Deal example 2: A high-street giant buys a digital cruise specialist
In July 2025, Hays Travel acquired Victoria Travel Group, the parent behind Cruise.co.uk (and related brands). This was widely covered as Hays’ entry into a larger, more deliberate online cruise push—exactly the kind of distribution expansion that buy-and-build is designed to achieve.
One advisor summary of the deal said Victoria Travel Group reported a total transaction value of £252m in its most recent financial year, highlighting the scale Hays was buying in one move.
Deal example 3: Cruise distribution keeps consolidating
Beyond UK buyers, 2025 also saw international groups chase UK cruise scale. A recent report said Flight Centre acquired UK cruise agency Iglu for $200m, describing Iglu as having a large share of UK cruise bookings and a heavily online sales mix.
This fits the same consolidation logic: cruise is operationally complex, marketing-intensive, and increasingly tech-driven—conditions where scaled platforms can outcompete smaller independents.
Why deal activity accelerated in 2025
The 2025 surge wasn’t only “optimism.” It was structure:
Private equity returned to travel platforms. UK travel commentary explicitly pointed to PE-backed buy-and-build activity in 2025, particularly in tour operators and luxury travel.
Cross-border appetite increased. The same UK tracker noted rising UK investment abroad and more inbound interest, even as purely domestic investment softened.

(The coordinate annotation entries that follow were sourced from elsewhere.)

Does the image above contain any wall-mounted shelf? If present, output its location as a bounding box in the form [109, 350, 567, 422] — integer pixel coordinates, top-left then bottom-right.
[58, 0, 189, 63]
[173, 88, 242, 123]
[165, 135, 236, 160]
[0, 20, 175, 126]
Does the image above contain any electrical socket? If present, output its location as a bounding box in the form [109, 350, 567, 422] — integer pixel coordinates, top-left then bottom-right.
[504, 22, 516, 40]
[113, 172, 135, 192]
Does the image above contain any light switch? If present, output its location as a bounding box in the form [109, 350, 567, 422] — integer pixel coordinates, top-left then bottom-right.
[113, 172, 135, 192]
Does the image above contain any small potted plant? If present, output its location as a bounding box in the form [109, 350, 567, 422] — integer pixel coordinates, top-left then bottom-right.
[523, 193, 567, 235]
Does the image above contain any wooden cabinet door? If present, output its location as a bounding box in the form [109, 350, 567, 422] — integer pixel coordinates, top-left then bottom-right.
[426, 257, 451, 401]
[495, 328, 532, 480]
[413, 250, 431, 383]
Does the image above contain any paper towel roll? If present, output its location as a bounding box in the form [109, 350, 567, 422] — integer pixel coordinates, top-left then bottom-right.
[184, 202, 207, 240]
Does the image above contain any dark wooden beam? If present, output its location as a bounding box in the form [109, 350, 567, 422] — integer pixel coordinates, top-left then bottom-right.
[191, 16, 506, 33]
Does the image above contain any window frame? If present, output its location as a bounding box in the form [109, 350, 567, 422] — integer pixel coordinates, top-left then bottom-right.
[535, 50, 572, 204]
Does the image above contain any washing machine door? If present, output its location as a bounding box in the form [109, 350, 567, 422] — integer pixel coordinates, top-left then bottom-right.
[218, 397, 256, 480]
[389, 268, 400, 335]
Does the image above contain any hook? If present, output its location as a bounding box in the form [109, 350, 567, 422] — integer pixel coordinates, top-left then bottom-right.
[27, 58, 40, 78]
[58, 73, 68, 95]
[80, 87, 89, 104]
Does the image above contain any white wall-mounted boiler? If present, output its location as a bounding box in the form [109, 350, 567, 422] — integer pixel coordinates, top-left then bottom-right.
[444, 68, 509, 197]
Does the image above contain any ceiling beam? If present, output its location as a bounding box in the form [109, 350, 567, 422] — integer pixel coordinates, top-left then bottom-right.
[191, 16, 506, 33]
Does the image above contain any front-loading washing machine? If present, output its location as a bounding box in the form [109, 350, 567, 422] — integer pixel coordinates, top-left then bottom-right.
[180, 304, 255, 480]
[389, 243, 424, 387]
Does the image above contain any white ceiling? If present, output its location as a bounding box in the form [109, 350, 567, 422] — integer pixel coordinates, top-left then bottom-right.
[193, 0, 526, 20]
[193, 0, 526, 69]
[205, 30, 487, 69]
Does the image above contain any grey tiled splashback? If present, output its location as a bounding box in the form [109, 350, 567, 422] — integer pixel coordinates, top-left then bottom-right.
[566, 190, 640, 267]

M&A conditions improved globally. A 2025 study cited by Reuters said global M&A value rose 10% in the first nine months of 2025 versus 2024—supporting the idea that dealmaking was broadly thawing even with macro uncertainty.
What this reshapes for UK luxury tour operators and agencies
If UK travel M&A surged in 2025, the practical implications are already visible:
Distribution wars intensify (online + offline). Large groups are buying specialist online capability instead of building it slowly.
Premium specialists become platforms. Deals like Great Rail Journeys show premium escorted touring is treated as a scalable engine, not a boutique side-business.
Brands will need clearer positioning. As groups roll up similar products, the winners differentiate on itinerary design, service model, and trust signals—because price becomes easier to match at scale.
Supplier leverage shifts. Bigger buyers tend to negotiate better terms (and secure inventory access), which can squeeze smaller agencies unless they specialise sharply.